Friday, August 29, 2008
When Four Tribes Go to War
Ron has linked to a blog entry by Damien G. Walter on Scott McCloud's theory of the four tribes of artists in his book Making Comics. Longtime readers may recall my excitement about McCloud's classifications in this post that I wrote two years ago. I only call attention to it now because of the spiffy graphic, which I may print out and give to my creative writing students late in the semester, after they've had a chance to build up a small body of work and some confidence, just to promote discussion.

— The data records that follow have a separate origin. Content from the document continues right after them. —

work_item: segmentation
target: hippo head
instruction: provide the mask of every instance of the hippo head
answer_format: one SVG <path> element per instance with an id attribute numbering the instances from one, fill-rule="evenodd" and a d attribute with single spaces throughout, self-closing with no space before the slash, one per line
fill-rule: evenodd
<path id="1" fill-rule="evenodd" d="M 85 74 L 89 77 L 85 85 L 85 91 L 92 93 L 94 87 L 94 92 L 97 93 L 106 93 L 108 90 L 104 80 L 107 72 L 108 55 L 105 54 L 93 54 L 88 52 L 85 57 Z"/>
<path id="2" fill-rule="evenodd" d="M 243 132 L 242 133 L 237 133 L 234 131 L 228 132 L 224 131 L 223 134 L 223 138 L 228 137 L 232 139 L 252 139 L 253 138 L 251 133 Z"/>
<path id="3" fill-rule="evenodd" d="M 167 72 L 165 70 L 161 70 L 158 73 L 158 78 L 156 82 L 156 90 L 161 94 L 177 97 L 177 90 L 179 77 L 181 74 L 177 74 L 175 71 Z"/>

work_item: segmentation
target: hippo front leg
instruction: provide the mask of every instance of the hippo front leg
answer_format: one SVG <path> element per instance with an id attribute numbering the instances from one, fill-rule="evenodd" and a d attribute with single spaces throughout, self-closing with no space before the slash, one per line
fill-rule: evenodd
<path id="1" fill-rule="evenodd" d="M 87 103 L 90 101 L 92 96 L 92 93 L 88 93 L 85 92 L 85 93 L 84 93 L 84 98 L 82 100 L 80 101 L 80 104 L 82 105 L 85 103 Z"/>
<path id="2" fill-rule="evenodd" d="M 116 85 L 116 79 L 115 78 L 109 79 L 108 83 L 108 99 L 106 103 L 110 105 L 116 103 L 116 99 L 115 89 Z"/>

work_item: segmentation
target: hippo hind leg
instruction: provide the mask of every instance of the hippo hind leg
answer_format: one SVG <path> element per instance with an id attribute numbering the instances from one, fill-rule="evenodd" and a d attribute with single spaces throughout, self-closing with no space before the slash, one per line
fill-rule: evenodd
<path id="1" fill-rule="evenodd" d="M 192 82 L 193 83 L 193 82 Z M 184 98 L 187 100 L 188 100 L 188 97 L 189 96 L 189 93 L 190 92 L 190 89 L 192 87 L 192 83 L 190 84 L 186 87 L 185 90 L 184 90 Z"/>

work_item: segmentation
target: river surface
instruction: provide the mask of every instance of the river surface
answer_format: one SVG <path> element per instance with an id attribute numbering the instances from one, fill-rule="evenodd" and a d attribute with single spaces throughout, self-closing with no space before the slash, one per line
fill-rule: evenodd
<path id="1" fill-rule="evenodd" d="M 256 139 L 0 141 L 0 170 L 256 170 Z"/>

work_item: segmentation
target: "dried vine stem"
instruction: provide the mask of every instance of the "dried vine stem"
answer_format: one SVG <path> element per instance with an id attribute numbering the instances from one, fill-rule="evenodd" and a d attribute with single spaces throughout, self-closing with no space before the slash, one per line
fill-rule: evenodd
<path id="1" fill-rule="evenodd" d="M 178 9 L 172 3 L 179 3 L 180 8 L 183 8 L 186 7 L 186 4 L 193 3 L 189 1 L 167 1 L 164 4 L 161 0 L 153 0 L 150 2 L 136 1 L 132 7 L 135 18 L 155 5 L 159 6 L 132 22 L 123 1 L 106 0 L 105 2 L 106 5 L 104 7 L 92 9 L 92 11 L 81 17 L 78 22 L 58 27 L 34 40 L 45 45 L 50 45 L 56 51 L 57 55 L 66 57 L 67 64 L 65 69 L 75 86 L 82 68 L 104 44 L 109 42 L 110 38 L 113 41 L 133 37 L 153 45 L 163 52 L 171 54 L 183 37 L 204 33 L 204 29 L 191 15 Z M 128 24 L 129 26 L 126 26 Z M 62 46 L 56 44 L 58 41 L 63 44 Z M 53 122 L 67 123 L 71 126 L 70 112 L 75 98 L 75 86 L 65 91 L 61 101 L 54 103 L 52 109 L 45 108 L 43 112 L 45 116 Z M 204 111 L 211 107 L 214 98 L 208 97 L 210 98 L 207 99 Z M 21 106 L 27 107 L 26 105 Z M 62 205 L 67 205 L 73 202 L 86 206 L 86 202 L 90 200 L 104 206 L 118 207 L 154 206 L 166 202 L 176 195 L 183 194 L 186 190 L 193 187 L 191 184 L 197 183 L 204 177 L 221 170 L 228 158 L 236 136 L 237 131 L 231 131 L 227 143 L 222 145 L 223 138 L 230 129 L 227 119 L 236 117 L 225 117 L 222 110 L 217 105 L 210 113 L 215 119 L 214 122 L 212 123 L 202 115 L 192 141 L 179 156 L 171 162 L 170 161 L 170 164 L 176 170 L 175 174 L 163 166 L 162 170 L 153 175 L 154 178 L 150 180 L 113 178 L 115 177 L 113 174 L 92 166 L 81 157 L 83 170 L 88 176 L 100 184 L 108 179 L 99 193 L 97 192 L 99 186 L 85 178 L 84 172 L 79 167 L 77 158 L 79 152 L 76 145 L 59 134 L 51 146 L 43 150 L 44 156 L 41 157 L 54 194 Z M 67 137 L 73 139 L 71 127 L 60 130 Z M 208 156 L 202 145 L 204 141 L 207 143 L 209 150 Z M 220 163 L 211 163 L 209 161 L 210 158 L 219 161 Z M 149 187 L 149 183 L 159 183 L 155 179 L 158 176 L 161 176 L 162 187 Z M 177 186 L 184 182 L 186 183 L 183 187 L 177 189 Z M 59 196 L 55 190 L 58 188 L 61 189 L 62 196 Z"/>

My own natural orientation tends toward Formalist/Classicist, the two "headiest" tribes, but I often look with longing at the greener grass of the Animists and Iconoclasts, grubbing and hooting and blazing with passion and hurling their own feces at the looky-loos. Flarf has attracted so much attention, I think, for being a counterintuitive blending of the Formalist and Iconoclast positions, whereas most of the Language and post-Language writers tend to be either strongly Formalist or strongly Iconoclast without much mixing (Michael Palmer versus Bruce Andrews, say, or Lyn Hejinian versus Alice Notley). The good old School of Quietude writers form an occasionally fractious alliance between Classicists and Animists; for a long time they had many people persuaded that their dyad was the only game in town. One could go on mapping poets and movements this way, but as a cognitive model it's probably most useful for obtaining a better self-understanding.
For a writer like me, uneasily perched between "emerging" and "mid-career," McCloud's tribes help me explain a little better to myself my own dissatisfactions with my writing, and will maybe even serve as fingerposts pointing toward new goals, new processes.